2.6 The position of a not co-insured liable third party in the project

It may be that the third party liable for the damage to the assured’s economic interest is not part of the co-insurance arrangement. An example is the Ocean Victory case where the owner and bare-boat charterer were jointly assured, but where the directly liable party was a sub-charterer that was not co-insured. The bare-boat charterer was liable for the breach of the safe port warranty against the owner, the time charterer was liable against the bare-boat charterer and the sub-charterer was liable against the time-charterer. Similarly, in a building project the builder and main-contractor may be assured/co-insured, but fire is caused by a not co-insured sub-contractor. The sub-contractor is liable for breach of contract against the contractor, who is similarly liable against the owner. The question then is whether the fact that the insurers are prevented from claiming recourse against the assured(s) and the co-assured(s) will prevent them from pursuing a subrogated claim against this third party.

The starting point according to the tort act § 4-3 cf. § 4-2 for a professional tort feasor and NP § 5-13 is as mentioned that an insurer having paid compensation under a casualty insurance contract may claim subrogation from the liable third party. A complicating factor is however that the right of subrogation is tied to the relationship between the liable party and the injured party (tort act § 4-3 cf. § 4-2) or a claim from the “assured” against a third party (NP Cl. 5-13). In a case where the insurer has covered loss of the owner’s economic interest, but the subrogation claim against the co-insured who is liable against the owner is barred, the subrogated claim must be raised against a not co-insured party further down the contractual chain who is liable for the damage against his contractual partner, but not against the owner.

However, the wording in NP Cl. 5-13 may be reconciled to this situation; It may be argued that the insurer in this case first has covered the assured’s loss of his economic interest in the vessel, and thereafter compensated the co-insured bare-boat charter for his liability for this loss through waiver of subrogation. The insurer then is “subrogated to the rights of the assured against the third party concerned”, i.e. subrogated to the co-insured’s right against the third party concerned.

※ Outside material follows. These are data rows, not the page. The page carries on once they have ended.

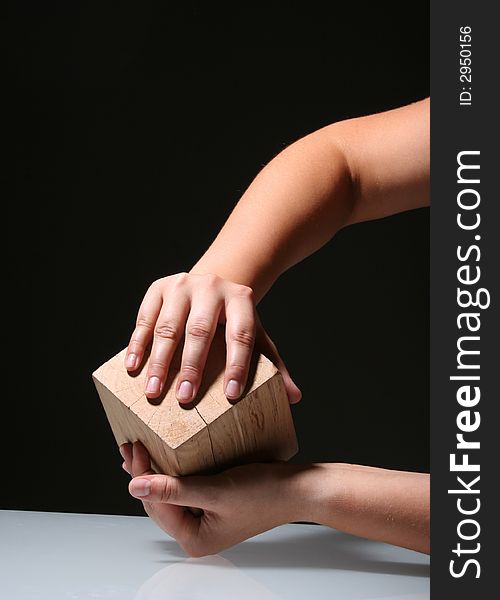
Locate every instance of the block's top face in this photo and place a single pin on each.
(171, 421)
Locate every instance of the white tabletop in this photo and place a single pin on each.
(55, 555)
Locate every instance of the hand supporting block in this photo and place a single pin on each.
(212, 433)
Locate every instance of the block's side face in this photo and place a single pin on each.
(172, 423)
(128, 427)
(258, 428)
(214, 403)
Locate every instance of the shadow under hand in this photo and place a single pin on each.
(319, 547)
(178, 581)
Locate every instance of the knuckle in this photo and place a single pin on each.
(190, 372)
(199, 329)
(211, 280)
(179, 279)
(244, 291)
(237, 371)
(167, 331)
(157, 367)
(144, 322)
(168, 489)
(243, 336)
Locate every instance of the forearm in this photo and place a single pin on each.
(350, 171)
(379, 504)
(293, 207)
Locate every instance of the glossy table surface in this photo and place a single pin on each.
(72, 556)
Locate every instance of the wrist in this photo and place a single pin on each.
(315, 491)
(241, 272)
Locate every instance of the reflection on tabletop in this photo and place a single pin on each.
(52, 556)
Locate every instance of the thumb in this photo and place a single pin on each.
(195, 490)
(268, 348)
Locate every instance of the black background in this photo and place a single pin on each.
(137, 128)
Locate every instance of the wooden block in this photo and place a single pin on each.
(212, 433)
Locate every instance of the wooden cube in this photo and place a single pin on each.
(212, 433)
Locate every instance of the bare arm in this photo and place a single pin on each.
(351, 171)
(379, 504)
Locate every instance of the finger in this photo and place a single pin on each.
(268, 348)
(168, 330)
(192, 490)
(240, 340)
(200, 330)
(126, 452)
(143, 332)
(141, 462)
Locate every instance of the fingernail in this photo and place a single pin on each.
(153, 386)
(233, 388)
(140, 488)
(131, 360)
(185, 391)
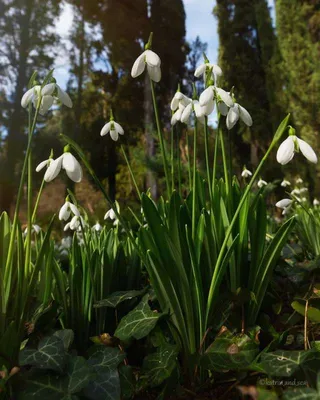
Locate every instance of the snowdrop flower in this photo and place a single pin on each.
(198, 110)
(75, 223)
(235, 113)
(285, 204)
(292, 145)
(261, 183)
(177, 115)
(110, 214)
(67, 162)
(211, 93)
(48, 94)
(97, 227)
(246, 173)
(150, 59)
(113, 128)
(285, 183)
(34, 229)
(66, 210)
(179, 99)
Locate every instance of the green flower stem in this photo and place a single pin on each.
(206, 149)
(161, 141)
(131, 173)
(215, 282)
(172, 159)
(179, 161)
(35, 208)
(194, 193)
(188, 161)
(215, 156)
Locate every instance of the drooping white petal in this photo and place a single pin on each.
(174, 103)
(285, 151)
(307, 151)
(200, 70)
(46, 103)
(138, 66)
(216, 70)
(154, 73)
(152, 58)
(233, 116)
(225, 97)
(206, 96)
(105, 129)
(42, 165)
(284, 203)
(245, 116)
(114, 135)
(69, 162)
(208, 108)
(27, 97)
(53, 169)
(223, 108)
(118, 128)
(75, 223)
(64, 213)
(186, 113)
(64, 97)
(74, 209)
(47, 90)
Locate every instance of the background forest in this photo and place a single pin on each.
(273, 65)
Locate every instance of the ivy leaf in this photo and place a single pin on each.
(106, 358)
(159, 365)
(104, 386)
(138, 323)
(230, 353)
(126, 381)
(118, 297)
(67, 337)
(49, 355)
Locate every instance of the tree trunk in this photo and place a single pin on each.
(16, 138)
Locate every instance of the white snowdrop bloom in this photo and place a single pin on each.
(206, 68)
(66, 210)
(48, 94)
(74, 224)
(285, 183)
(97, 227)
(235, 113)
(292, 145)
(67, 162)
(285, 204)
(198, 110)
(43, 164)
(211, 93)
(110, 214)
(150, 59)
(179, 98)
(34, 229)
(114, 128)
(176, 116)
(261, 183)
(246, 173)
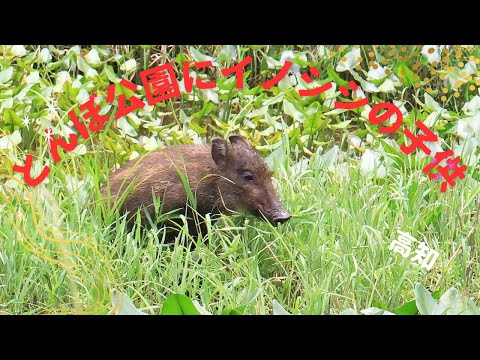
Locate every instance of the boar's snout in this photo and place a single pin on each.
(281, 216)
(278, 215)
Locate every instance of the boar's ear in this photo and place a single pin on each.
(239, 140)
(219, 151)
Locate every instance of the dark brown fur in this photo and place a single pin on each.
(219, 174)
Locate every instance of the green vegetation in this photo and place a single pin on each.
(347, 184)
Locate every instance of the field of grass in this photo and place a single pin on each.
(62, 252)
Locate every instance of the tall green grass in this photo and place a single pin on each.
(333, 254)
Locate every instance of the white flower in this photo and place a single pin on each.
(351, 60)
(48, 135)
(26, 121)
(52, 110)
(432, 53)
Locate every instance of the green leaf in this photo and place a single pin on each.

It is clear that the co-insured qualifies as “assured” under the policy, and this assured “has a claim against a third party” – namely the charterer, who in turn may claim from the sub-charterer.(1) For UK marine insurance, this issue is governed by MIA sec. 79.

It is less natural to say that a co-insured contractor who is protected against this liability against the builder gets the status as injured party according to tort act § 4-3 cf. § 4-2 and thereby opens the door for a subrogated claim against the not co-insured liable contractor. This requires a shift from being a liable party to an injured party due to the waiver of subrogation and is conceptually difficult.

On the other hand, the general principle according to the Norwegian Supreme Court is as mentioned that a party that has covered another's party's obligation, normally and as a starting point, has a valid recourse action, and that a limitation of such recourse action requires specific legal basis.(2) Rt. 1997 p. 1029 (at p. 1036). The Supreme Court here refers to court cases permitting recourse from insurer B against another insurer A being liable for loss paid by B,(3)Rt. 1986 p. 381and Rt. 1993 p. 1018. and the recourse claim in the case where the statement is given concerned a payment from the insurer that the insurer denied liability for. These situations are therefore not directly comparable to the issue at hand, although it could be argued that the casualty insurer as indirect liability insurer for the co-insured liable party is covering the liability of the not co-insured sub-contractor. It could also be argued that it is a case of joint and several liability between the casualty insurer and the sub-contractor for the co-insured’s liability, which should be solved through an analogy from the tort act § 5-3 regulating the situation when more than one party are liable for the same damage.(4) Wilhelmsen 2019 p. 19. The rule here is that the liability between the jointly liable parties should be divided according to the degree of fault and other relevant circumstances, where i.a. causation is a relevant issue.(5) Wilhelmsen 2019 p. 19, Hagstrøm/Stenvik 2014, p. 537; Trine-Lise Wilhelmsen and Birgitte Hagland, Om erstatningsrett, 2017, p. 374. It appears to be an open question which of these legal routes one should apply as a legal basis for subrogation in such cases.